Fréron n’est pas non plus oublié dans L’Homme aux quarante écus, dans un passage apparemment plus modéré au cours duquel le narrateur, s’inspirant du marquis de Beccaria, plaide en faveur de la modération, et incite à mettre « de la proportion entre les délits et les peines ». Son indulgence concerne aussi Rousseau, dans un développement qui reprend l’essentiel des reproches que Voltaire adresse à l’« homme aux paradoxes » :

‘Pardonnons à ce pauvre Jean-Jacques lorsqu’il n’écrit que pour se contredire ; lorsqu’après avoir donné une comédie sifflée sur le théâtre de Paris, il injurie ceux qui en font jouer à cent lieues de là ; lorsqu’il cherche des protecteurs, et qu’il les outrage ; lorsqu’il déclame contre les romans, et qu’il fait des romans dont le héros est un sot précepteur qui reçoit l’aumône d’une Suissesse à laquelle il a fait un enfant, et qui va dépenser son argent dans un bordel de Paris ; laissons-le croire qu’il a surpassé Fénelon et Xénophon, en élevant un jeune homme de qualité dans le métier de menuisier : ces extravagantes platitudes ne méritent pas un décret de prise de corps ; les petites-maisons suffisent avec de bons bouillons, de la saignée, et du régime1237.’

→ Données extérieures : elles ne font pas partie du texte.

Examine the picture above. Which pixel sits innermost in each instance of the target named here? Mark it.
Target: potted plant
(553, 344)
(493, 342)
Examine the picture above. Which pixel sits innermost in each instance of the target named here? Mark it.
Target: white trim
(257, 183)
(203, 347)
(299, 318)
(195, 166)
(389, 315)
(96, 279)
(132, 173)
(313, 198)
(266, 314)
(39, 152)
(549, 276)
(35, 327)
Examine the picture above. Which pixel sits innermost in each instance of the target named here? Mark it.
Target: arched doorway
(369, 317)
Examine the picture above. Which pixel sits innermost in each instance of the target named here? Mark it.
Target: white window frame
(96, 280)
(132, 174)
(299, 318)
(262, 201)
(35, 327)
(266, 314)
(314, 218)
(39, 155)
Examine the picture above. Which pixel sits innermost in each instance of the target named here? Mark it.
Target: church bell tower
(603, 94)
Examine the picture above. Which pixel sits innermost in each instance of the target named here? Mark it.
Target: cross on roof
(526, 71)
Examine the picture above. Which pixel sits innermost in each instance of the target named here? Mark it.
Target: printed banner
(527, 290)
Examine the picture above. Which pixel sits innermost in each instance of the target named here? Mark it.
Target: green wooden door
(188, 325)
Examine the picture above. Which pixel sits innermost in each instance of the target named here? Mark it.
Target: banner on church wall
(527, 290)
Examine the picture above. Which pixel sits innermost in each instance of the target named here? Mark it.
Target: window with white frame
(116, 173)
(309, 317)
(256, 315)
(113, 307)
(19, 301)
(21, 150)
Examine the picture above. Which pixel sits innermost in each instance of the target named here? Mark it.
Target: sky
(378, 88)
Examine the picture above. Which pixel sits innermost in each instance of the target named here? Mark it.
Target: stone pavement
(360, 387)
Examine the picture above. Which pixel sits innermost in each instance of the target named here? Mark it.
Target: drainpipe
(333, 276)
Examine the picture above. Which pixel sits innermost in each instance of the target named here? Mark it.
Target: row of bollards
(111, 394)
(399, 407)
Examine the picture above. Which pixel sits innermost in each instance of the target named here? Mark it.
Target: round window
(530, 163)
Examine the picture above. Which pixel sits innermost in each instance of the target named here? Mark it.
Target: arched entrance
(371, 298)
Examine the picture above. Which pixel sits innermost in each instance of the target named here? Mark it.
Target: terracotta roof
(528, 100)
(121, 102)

Par leur contenu polémique, de tels développements contribuent ainsi à rendre problématique la frontière que l’on s’efforce de tracer entre le conte et le pamphlet. D’ailleurs, dans le chapitre qu’il consacre aux « formes fixes » de la prose au XVIIIe siècle, Gustave Lanson distingue « deux sortes de “ contes ” philosophiques » : « ceux où la narration, construite indépendamment de toute idée, sert de carcasse à supporter toute sorte de satires et de critiques que l’auteur fait éclater successivement comme des pièces d’artifice, et ceux qui sont construits pour démontrer par toutes leurs parties une thèse définie. » Et il illustre la première sorte de contes par l’exemple des Voyages de Scarmentado : dans ce conte, « les amours fidèles d’un prince et d’une princesse qui se poursuivent à tour de rôle à travers le monde, fournissent un dessin de narration, où Voltaire trouve le moyen de nicher toutes les choses et une partie des personnes qui ne lui agréent pas : la métaphysique, la guerre, les jésuites, la censure de Bélisaire, Coger, Larcher, Fréron, que sais-je encore ? C’est une fusillade incessante, ou, si vous préférez, un jeu de massacre : à chaque chapitre, à chaque phrase, un des “ bonshommes ” fait la culbute1238 ». La narration du conte fournit ainsi un cadre à l’intérieur duquel Voltaire déploie ses attaques, selon un procédé que nous avons déjà pu analyser à propos des pamphlets1239. L’effet de convergence est dès lors d’autant plus fort lorsqu’on a affaire à un pamphlet qui adopte la forme de la « relation », comme dans la Relation... du jésuite Berthier. René Pomeau remarque à cet égard que l’on retrouve, dans ce texte, « l’univers de ses contes1240 ». Du reste, le fait que Jacques van den Heuvel intègre la Relation... du jésuite Berthier dans son édition des contes pour le Livre de poche paraît significatif de la confusion qui peut s’opérer, dans le cas de Voltaire, entre pamphlets et contes.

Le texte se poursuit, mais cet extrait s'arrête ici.